Six fresh-frozen right legs (77±10 yr, 5 male) were mounted in a kinematic rig and subjected to squatting (40°-105°) motions. The vertical positon of the hip was manipulated with a linear actuator to induce knee flexion while the quadriceps were loaded with an actuator to maintain a vertical load of 90 N at the ankle [2]. Medial/lateral hamstring forces were applied with 50 N load springs. During testing, an infrared camera system recorded the trajectories of spherical markers rigidly attached to the femur and tibia. Two trials were performed per specimen. Following testing on the native knee, specimens were implanted with an ACL-retaining TKA (Vanguard XP, Zimmer Biomet) and all trials were repeated. Three inlay thicknesses were tested to simulate optimal balancing as well as over- (1 mm thicker) and understuffing (1 mm thinner) relative to the optimal thickness.

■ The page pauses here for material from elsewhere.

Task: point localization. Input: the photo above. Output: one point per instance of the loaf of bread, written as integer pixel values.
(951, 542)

Pre-operative computed tomography scans allowed identification of bony landmarks and marker orientation, which were used define anatomically relevant coordinate systems. The recorded marker trajectories were transformed to anatomical translations/rotations and resampled at increments of 1° of knee flexion. Translations of the medial and lateral femoral condyle centers were scaled to maximum anterior-posterior (AP) width of the medial and lateral tibial plateau, respectively. For all kinematics, statistical analysis between knee conditions was conducted using repeated measures ANOVA in increments of 10° knee flexion.

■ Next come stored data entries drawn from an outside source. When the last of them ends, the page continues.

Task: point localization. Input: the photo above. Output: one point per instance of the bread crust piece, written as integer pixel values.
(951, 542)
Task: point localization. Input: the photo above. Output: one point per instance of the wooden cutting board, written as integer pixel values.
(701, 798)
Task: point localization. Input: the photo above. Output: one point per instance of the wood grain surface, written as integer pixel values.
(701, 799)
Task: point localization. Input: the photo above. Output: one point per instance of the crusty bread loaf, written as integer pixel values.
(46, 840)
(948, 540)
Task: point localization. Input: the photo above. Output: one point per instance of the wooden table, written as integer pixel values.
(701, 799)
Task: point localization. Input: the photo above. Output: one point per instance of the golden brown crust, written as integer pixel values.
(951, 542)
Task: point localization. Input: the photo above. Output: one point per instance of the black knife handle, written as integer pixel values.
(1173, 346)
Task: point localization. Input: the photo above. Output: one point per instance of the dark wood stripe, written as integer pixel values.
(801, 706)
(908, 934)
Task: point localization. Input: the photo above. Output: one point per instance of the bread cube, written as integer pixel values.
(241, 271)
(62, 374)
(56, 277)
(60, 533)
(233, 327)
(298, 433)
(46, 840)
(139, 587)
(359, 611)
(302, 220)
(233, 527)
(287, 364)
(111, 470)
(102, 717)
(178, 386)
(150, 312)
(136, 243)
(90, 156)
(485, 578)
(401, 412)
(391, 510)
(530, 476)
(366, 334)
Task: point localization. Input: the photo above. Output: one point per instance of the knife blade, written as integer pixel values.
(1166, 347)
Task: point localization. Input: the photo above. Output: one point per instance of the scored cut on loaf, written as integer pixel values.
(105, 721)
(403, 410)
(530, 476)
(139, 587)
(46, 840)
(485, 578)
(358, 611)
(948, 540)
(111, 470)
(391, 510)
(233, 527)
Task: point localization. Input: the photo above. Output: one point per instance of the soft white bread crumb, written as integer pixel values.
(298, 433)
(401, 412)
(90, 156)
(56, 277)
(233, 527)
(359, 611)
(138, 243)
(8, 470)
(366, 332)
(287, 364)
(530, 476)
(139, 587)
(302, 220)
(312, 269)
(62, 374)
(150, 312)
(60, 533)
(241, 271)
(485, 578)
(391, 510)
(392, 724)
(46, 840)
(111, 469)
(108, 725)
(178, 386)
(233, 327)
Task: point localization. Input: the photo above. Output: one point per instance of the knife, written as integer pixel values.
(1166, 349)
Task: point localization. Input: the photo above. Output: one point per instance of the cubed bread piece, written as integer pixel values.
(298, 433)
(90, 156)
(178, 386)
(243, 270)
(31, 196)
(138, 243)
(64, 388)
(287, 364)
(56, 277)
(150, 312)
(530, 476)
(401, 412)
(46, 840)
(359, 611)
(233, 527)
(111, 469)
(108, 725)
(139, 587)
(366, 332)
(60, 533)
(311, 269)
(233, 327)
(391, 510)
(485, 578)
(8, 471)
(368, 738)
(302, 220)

Internal rotation of the tibia was significantly lower (p<0.05) for the three reconstructed conditions relative to the native knee at flexion angles of 60° and below. No significant differences in tibial rotation were observed between the balanced, overstuffed, or understuffed conditions. The varus orientation was not significantly influenced by implantation, regardless of inlay thickness, for all flexion angles. At 40° flexion, the AP position of the femoral medial condyle was significantly more anterior for the native knee relative to the balanced and understuffed conditions. This finding was not significant for the other flexion angles. No significant differences were found for the lateral condyle center AP position at any flexion angle.

Preservation of the cruciate ligaments during total knee arthroplasty may allow better physiologic representation of knee kinematics. The implants tested in this study were able to replicate kinematics of the native knee, except for tibial rotation and AP position of the medial femoral condyle in early knee flexion. Interestingly, the impact of inlay thickness was generally small, suggesting some tolerance in the choice of inlay thickness.